But let’s pause and think about the more general fact about functions we have here. Let’s prove the following fact. Recall that \(|A|\) denotes the cardinality (size) of the set \(A\text{:}\) the number of elements in \(A\text{.}\)
Proposition1.5.7.
Suppose \(f:A \to B\) is a function with \(A\) and \(B\) both finite sets. If \(|A| \gt |B|\text{,}\) then \(f\) is not injective.
Proof.
We will give a proof of the contrapositive: If \(f\) is injective, then \(|A| \le |B|\text{.}\) Let \(|B| = n\text{.}\) Since \(f\) is injective, each element of \(B\) must be the output for at most one element of \(A\text{.}\) Thus there are at most \(n\) elements in \(A\) that get mapped to \(B\) by \(f\text{.}\) But the definition of a function requires that every element of the domain is mapped to exactly one element of the codomain, so there must be at most \(n\) elements in \(A\text{.}\)

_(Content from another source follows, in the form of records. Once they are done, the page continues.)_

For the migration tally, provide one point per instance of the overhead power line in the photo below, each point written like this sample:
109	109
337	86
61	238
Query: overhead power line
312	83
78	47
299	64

Does this proof remind you of our pigeonhole-like proofs? It should, since this is precisely (one of) the careful formulations of the pigeonhole principle. We could have proved the fact about students sharing a birth month, but now we can just apply the proposition above and be done. When you apply a theorem or proposition to directly prove another result, we call the latter result a corollary.
Corollary1.5.8.
Suppose a class has 25 students. Then at least two students share the same birth month.
Proof.
Consider the function that maps each student to their birth month. Since the domain has 25 elements and the codomain has 12 elements, the function is not injective, by Proposition 1.5.7. Therefore, at least two students share the same birth month.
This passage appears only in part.